ECT is a safe treatment. It is endorsed by the National Institute of Mental Health, the American Psychiatric Association, the American Medical Association, and the US Surgeon General.
Arguably more important than those endorsements is the fact that roughly 100,000 patients are treated with ECT every year in the United States. Those thousands of patients experience ECT without complications and can find relief from their severe depression.
ECT treatments are closely monitored by professionals while the patient is under anesthesia, and each step of the process is controlled in a safe and clean hospital environment.
Immediately after ECT treatments, patients may experience common side effects such as:
- Dizziness and imbalance
Most patients will be drowsy and feel “out of it” after their ECT appointment. Because patients often experience dizziness and are at risk of falling, they are carefully monitored before they go home. These side effects are common enough that it is actually required for patients to arrange a ride home because they should not drive after treatment. However, after taking acetaminophen or ibuprofen for any headaches and getting some rest, patients should be fine to return to their normal activities the next day after their appointment.

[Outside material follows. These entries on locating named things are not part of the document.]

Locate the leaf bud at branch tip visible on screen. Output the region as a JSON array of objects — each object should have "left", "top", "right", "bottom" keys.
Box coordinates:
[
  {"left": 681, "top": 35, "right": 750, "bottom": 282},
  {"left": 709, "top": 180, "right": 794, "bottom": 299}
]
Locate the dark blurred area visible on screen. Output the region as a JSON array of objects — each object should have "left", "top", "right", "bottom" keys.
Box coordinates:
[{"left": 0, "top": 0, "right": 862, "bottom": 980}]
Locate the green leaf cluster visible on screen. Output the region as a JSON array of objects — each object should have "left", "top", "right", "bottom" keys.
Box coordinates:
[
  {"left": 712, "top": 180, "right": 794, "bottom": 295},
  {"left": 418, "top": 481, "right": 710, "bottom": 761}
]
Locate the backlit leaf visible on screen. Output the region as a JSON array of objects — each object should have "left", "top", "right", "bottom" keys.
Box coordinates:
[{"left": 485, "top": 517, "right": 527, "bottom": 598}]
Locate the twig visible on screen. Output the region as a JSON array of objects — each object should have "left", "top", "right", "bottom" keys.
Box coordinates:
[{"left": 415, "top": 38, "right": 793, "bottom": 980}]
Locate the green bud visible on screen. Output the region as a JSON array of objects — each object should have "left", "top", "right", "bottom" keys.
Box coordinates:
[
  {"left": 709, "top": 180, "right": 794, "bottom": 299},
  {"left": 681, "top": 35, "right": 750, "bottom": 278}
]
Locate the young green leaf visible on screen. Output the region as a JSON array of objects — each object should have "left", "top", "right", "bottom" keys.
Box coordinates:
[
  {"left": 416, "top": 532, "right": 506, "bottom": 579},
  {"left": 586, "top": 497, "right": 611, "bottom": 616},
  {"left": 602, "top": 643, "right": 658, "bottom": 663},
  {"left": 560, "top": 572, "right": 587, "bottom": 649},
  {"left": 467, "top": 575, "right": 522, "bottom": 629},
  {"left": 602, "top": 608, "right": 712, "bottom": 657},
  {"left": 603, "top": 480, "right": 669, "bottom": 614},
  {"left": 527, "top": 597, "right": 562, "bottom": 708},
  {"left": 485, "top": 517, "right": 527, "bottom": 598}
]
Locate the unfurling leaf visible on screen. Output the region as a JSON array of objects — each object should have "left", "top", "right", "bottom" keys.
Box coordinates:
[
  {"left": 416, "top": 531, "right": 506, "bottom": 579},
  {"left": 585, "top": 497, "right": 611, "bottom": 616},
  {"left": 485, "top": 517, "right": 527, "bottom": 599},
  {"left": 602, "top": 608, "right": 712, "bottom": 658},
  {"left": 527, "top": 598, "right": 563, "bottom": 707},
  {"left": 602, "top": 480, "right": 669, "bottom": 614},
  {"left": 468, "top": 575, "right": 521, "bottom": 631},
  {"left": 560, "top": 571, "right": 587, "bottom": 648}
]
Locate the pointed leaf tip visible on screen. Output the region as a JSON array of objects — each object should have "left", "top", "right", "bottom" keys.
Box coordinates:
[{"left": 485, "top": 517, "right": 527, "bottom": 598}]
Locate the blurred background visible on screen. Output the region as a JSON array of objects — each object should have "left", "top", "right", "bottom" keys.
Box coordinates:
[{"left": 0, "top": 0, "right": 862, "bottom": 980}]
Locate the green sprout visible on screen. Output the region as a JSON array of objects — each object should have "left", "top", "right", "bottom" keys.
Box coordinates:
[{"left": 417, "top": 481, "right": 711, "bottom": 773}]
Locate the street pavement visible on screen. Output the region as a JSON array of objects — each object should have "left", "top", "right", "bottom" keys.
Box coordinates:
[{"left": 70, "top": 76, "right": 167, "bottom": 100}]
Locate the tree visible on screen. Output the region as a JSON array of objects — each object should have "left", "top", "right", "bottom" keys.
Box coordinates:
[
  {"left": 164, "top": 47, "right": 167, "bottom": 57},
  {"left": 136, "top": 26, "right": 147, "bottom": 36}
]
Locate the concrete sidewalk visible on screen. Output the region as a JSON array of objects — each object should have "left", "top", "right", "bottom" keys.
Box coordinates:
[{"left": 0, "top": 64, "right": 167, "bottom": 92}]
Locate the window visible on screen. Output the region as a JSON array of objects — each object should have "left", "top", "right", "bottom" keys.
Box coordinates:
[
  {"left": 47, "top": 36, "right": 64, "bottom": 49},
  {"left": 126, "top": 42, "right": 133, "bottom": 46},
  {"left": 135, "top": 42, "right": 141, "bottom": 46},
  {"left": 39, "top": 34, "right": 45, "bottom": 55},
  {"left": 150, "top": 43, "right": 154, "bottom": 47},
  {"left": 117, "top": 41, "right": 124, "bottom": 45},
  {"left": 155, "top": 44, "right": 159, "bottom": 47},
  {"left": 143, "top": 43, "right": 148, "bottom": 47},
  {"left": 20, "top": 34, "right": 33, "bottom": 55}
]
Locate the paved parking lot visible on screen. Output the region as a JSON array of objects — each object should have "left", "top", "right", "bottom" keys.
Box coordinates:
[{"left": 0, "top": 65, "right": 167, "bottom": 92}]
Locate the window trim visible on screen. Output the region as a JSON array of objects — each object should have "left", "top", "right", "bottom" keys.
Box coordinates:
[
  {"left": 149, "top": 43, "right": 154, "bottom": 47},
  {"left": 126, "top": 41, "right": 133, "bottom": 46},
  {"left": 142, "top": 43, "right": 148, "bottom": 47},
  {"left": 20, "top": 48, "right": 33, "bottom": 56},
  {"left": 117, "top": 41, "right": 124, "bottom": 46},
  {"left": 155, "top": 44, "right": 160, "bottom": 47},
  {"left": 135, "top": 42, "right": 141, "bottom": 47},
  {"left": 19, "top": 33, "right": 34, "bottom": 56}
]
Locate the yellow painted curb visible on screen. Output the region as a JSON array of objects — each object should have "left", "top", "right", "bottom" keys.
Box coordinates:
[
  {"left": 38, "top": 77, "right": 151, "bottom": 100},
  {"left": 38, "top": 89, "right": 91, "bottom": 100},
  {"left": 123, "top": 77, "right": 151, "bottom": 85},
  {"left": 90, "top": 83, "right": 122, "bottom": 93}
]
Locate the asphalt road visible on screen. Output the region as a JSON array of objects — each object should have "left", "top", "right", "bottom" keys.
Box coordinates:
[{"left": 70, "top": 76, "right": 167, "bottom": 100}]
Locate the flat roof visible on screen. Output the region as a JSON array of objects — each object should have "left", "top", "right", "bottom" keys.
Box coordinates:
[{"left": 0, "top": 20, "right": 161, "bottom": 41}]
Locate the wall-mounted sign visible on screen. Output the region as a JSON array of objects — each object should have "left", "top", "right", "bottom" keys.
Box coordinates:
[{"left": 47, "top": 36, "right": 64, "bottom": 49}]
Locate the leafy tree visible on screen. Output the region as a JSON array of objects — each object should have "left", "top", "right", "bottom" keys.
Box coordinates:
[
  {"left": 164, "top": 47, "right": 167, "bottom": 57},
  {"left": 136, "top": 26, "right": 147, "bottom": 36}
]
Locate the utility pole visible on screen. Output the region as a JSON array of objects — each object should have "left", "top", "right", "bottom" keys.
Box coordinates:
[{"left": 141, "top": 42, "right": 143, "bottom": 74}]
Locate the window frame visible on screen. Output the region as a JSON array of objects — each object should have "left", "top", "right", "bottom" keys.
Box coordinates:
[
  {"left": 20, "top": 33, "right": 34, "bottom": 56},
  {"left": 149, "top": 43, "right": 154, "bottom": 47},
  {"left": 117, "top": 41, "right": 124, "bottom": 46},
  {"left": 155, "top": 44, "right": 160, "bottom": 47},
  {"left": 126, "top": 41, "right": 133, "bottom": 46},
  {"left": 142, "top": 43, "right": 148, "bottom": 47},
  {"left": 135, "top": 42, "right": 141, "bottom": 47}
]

There are small thinking and memory-related side effects that are common with the procedure as well. Patients may experience slight memory difficulty and distorted thinking during the treatment period because these currents are directly targeting the brain. However, memory issues almost always go away after treatment. Long-term memory loss is significantly less common. Also, ECT causes far fewer memory issues than it did in previous decades. For most patients, a small degree of temporary memory difficulty is a reasonable side effect to tolerate given the likelihood of substantial improvement in depressive symptoms.